Brand strength is the efficacy of a brand’s performance on intangible measures relative to its competitors. Brand Finance evaluates brand strength in a process compliant with ISO 20671, looking at Marketing Investment, Stakeholder Equity, and the impact of those on Business Performance. The data used is derived from Brand Finance’s proprietary market research programme and from publicly available sources.
Each brand is assigned a Brand Strength Index (BSI) score out of 100, which feeds into the brand value calculation. Based on the score, each brand is assigned a corresponding Brand Rating up to AAA+ in a format similar to a credit rating.
Brand Finance calculates the values of brands in its rankings using the Royalty Relief approach – a brand valuation method compliant with the industry standards set in ISO 10668. It involves estimating the likely future revenues that are attributable to a brand by calculating a royalty rate that would be charged for its use, to arrive at a ‘brand value’ understood as a net economic benefit that a brand owner would achieve by licensing the brand in the open market.
The steps in this process are as follows:
1 Calculate brand strength using a balanced scorecard of metrics assessing Marketing Investment, Stakeholder Equity, and Business Performance. Brand strength is expressed as a Brand Strength Index (BSI) score on a scale of 0 to 100.
2 Determine royalty range for each industry, reflecting the importance of brand to purchasing decisions. In luxury, the maximum percentage is high, while in extractive industry, where goods are often commoditised, it is lower. This is done by reviewing comparable licensing agreements sourced from Brand Finance’s extensive database.
3 Calculate royalty rate. The BSI score is applied to the royalty range to arrive at a royalty rate. For example, if the royalty range in a sector is 0-5% and a brand has a BSI score of 80 out of 100, then an appropriate royalty rate for the use of this brand in the given sector will be 4%.
4 Determine brand-specific revenues by estimating a proportion of parent company revenues attributable to a brand.
5 Determine forecast revenues using a function of historic revenues, equity analyst forecasts, and economic growth rates.
6 Apply the royalty rate to the forecast revenues to derive brand revenues.
7 Discount post-tax brand revenues to a net present value which equals the brand value.

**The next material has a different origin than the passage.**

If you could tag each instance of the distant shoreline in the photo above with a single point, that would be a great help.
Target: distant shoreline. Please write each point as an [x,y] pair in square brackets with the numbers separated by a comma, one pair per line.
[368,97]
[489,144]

Brand Finance has produced this study with an independent and unbiased analysis. The values derived and opinions presented in this study are based on publicly available information and certain assumptions that Brand Finance used where such data was deficient or unclear. Brand Finance accepts no responsibility and will not be liable in the event that the publicly available information relied upon is subsequently found to be inaccurate. The opinions and financial analysis expressed in the study are not to be construed as providing investment or business advice. Brand Finance does not intend the study to be relied upon for any reason and excludes all liability to any body, government, or organisation.
The data presented in this study form part of Brand Finance's proprietary database, are provided for the benefit of the media, and are not to be used in part or in full for any commercial or technical purpose without written permission from Brand Finance.